Ayışığında Çalışkur hikâyesine bu bağlamda baktığımızda metin, beş farklı anlatım düzleminden oluşmaktadır. Hikâyenin beş farklı başlıkla sunulması ve bu bölümlerde anlatımın değişmesi hikâyenin üst kurmaca bir metin olarak değerlendirilmesini gerektirmiştir. Hikâyede bir metinle birlikte, değişik kesimden okuyucular ve bunların hikâyeyi değerlendirmeleri, metnin tekrar mukayeseli bir şekilde yazılması, bu metinden sonra okuyucuların değerlendirmeleri, epilog ve sonuç bölümlerinin yer almasıyla çoklu bir anlatımın yer alması sağlanılır. İlk düzlemde yazar, Ayışığında Çalışkur adlı bir hikâyeye yer verir. Hikâye gerek tema gerek üslup bakımından yazarın diğer hikâyelerinden ayrı bir özellik taşımaz. Nurdan Gürbilek’in Son Bakışta Aşk kitabında vurguladığı gibi “çömlekçinin parmak izleri çanağa nasıl yapışıp kalırsa, anlatıcı da hikâyesinde öyle bir iz bırakır.” (Benjamin, 2008: 84) Eğer yazar, hikâyeyi burada bırakıp diğer anlatım düzlemlerini kurmamış olsaydı klasik bir Haldun Taner hikâyesi olarak karşımıza çıkardı. (Yalçın, 1995: 279) Kısa bir hikâye olan Ayışığında Çalışkur, diğer anlatım düzlemlerinin eklenmesiyle ve uzun bir hikâyeye dönüşmesiyle yazarın hikâyecilik serüveninde tek uzun hikâye olarak farklı bir anlam düzlemini oluşturmuştur. Böylece yazar, Tanzimat dönemi hikâyelerinde görülen uzun anlatımı tekrar deneyerek gelenekle bir bağ kurmuş gibi gözükse de buradaki uzunluğun tek bir metne bağlı kalarak yapılmadığını, birkaç parçanın bir araya gelerek oluştuğunu ve bu anlatımın da hikâyeyi modern anlatı yaptığını söylemek mümkündür.

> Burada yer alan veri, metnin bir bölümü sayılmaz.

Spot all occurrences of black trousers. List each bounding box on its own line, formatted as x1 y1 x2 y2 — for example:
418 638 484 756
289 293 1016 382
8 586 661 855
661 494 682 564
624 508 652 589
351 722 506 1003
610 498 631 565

Bir bütüncül bakışla Ayığışında Çalışkur adlı hikâyenin konusunu, hikâyenin okuyucuyla buluşması ve onlardan gelen tepkiler sonucunda yazarın okuyucunun beklentileri doğrultusunda hikâyeyi yeniden yazması ve sahiciliğini yitirmesi oluşturur. Yazarın bu şekilde bir kurguyla hikâyeyi yazması kendi hikâyelerine yöneltilen eleştirilere cevap vermek olduğu gibi tasvip etmediği bir yazma eylemini de ortaya koyduğu söylenebilir. Nitekim bir hikâyede özellikle samimiyeti ve gerçekliği arayan yazar, bir röportajında hikâyecilik anlayışını şöyle ifade eder: “İçtenlik, heyecan, sıcaklık ararım. Yapaya tahammülüm yoktur. Manirizm, cambazlık, fazla ustalık, soyuta fazla kayış hevesi, keyfimi kaçırır. Sonra açık seçiklik ararım. Kulağını ters eli ile göstermek bence acemiliktir. Açık seçiklik, sadelik yazarın birinci nezaket borcudur.” (Taner, 2008b: 120)

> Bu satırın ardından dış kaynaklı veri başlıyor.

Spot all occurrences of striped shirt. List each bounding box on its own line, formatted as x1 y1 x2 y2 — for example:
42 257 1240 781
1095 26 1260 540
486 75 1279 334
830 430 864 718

İlk düzlemdeki Ayışığında Çalışkur adlı hikâyenin konusu ise, Çalışkur adlı bir apartmanda birbirinden farklı insanların değişen hayat şartlarıyla birlikte zihniyetlerindeki değişim oluşturur. Böylece hikâye, bir karaktere değil, birden çok karaktere bağlı olarak anlatımını gerçekleştirir. Hikâye, bir gece tasviriyle başlar. Ayışığı ortalığı ışıttıktan sonra yazar-anlatıcı bakışını apartmanda yaşayan kahramanların üzerine yoğunlaştırarak anlatmaya başlar. Her kesimden insanların bir araya toplayan bu apartmandaki karakterlerin genel özelliği ikiyüzlü, paraya düşkün ve cinsî hazlar peşinde olan kişiler olmalarıdır. Hikâye, apartmanda yaşayan ve dışardan gelenlerle birlikte kalabalık bir şahıs kadrosuna sahiptir. Hikâyenin tarihsel zamanı 1950’lilerdir. Hikâye kahramanlarından bekçi Zülfikar’ın Demokrat Parti’yi öven “Demukratlar iyi çalışıyor ” (Taner, 2008a: 125) sözleri ve Demokrat Parti’nin iktidar oluşuyla birlikte başlayan kentleşme ve bu kentleşmeye bağlı olarak apartman yaşamına geçilmesi dönemin özelliğini yansıtan örneklerdir. Hikâyenin anlatma zamanı ise, bir eylül akşamında birkaç saatlik bir zaman diliminden ibarettir. Üstkurmaca metinlerde yazarın da bir kurmaca karakter gibi yer almasına ya da varlığını duyurmasına yönelik Ayışığında Çalışkur’da yazar-anlatıcı da hâkim bakış açısıyla karakterleri

(6)

gözlemleyen ve varlığını yoğun olarak hissettiren bir konumdadır. Metindeki “Kapıcı katında bir çocuk ağlaması geliyor. Yine Saime’nin piçi olacak.” (Taner, 2008a: 123) ve “Nuri öylesine sinirli ki, adamın demin umumi yer dediğini şimdi âlâmın bahçası yapışını fark etmedi” (Taner, 2008a: 141) gibi cümlelerde anlatıcının varlığı gösteren örneklerden birkaçıdır.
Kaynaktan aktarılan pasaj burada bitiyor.